World leaders are facing calls to put in place a new multi-billion pound deal to support the millions of Syrian refugees who have fled the fighting in their country's brutal civil war.
Aid agencies are gathering in London ahead of a major international funding conference on Thursday hosted by Britain, Germany, Norway and the United Nations.
The UN is appealing for 7.7 billion dollars (£5.4 billion) to fund aid operations for the millions of people displaced in Syria and the neighbouring countries over the coming year.
It comes after last year's UN appeal for 2.9 billion dollars (£2 billion) was 60% under-funded.
US president Barack Obama spoke on Tuesday by phone to David Cameron, and told the Prime Minister that the US will soon announce "significant new contributions" to assist Syria's humanitarian crisis.
The White House said US Secretary of State John Kerry would announce the aid at the summit.
Both leaders are calling for better access for humanitarian aid to reach Syria.
A coalition of more than 90 aid agencies and humanitarian organisations - including Oxfam and Amnesty International - is pressing for governments to go further with a new, multi-year funding plan.
They also calling for measures to enable neighbouring countries - such as Turkey, Jordan and Lebanon - to allow refugees to work and to ensure they have access to essential services such as healthcare and children's education.
Former foreign secretary David Miliband, who now heads the International Rescue Committee said: "Syrians are facing a war without law and a war without end.

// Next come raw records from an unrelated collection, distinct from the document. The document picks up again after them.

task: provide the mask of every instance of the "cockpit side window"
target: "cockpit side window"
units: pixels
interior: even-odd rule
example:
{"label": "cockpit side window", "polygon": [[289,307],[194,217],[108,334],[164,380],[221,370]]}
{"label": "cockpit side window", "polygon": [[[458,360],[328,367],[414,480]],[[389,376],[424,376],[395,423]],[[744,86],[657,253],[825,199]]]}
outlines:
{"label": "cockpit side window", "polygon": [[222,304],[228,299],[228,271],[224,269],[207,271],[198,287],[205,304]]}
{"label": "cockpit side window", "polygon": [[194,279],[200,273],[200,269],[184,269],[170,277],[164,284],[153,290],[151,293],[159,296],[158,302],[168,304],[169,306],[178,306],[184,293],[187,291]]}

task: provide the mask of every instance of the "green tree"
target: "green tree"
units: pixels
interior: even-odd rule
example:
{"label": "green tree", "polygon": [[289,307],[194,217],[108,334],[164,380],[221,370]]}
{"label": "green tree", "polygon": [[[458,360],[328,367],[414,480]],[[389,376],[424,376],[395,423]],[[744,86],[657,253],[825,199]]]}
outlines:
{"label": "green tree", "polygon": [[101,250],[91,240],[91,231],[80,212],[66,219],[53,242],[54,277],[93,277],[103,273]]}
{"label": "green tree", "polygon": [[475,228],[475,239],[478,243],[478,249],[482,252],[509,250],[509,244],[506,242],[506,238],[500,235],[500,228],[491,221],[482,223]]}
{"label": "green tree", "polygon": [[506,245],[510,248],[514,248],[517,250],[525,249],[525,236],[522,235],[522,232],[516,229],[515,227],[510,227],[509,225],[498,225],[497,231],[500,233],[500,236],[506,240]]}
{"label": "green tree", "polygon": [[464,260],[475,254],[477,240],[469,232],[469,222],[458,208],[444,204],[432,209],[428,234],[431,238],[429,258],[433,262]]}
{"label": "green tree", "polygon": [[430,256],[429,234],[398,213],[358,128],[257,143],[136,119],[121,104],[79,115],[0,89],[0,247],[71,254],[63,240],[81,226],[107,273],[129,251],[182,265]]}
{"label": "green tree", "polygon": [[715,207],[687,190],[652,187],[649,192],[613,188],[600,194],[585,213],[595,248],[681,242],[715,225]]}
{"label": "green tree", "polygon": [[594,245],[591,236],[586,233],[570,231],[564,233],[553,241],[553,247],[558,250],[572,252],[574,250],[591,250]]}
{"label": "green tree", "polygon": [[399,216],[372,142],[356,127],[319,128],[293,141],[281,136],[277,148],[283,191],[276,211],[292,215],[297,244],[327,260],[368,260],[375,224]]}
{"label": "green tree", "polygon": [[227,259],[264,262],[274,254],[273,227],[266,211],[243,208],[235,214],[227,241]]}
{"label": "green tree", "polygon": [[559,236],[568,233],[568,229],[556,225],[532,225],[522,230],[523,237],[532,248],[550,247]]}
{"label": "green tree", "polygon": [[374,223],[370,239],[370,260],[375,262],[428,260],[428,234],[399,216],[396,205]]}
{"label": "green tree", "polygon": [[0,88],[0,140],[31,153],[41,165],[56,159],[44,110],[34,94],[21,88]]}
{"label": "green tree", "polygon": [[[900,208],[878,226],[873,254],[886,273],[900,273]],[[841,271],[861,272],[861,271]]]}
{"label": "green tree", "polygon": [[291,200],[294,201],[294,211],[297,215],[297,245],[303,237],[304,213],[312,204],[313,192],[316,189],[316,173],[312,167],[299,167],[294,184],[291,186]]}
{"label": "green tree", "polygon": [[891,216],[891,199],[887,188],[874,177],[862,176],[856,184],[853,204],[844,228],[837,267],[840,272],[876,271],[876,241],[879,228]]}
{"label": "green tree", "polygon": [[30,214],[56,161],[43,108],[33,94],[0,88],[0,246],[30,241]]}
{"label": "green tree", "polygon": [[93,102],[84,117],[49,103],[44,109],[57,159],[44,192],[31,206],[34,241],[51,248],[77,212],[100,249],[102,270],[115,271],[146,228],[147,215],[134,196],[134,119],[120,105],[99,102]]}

"The latest harrowing scenes from the besieged town of Madaya and the rising pressure on neighbouring states need to spur political leaders to act.
"The relentless suffering of the Syrian people should be a global call to action for humanitarian assistance to alleviate suffering and for political action to bring the war to an end."
The meeting comes as King Abdullah of Jordan - which has seen an influx of hundreds of thousands of refugees- warned his country could no longer cope with the pressures of accepting so many people.
"Sooner or later, I think, the dam is going to burst," he warned in a BBC interview. "The psyche of the Jordanian people, I think it's gotten to boiling point."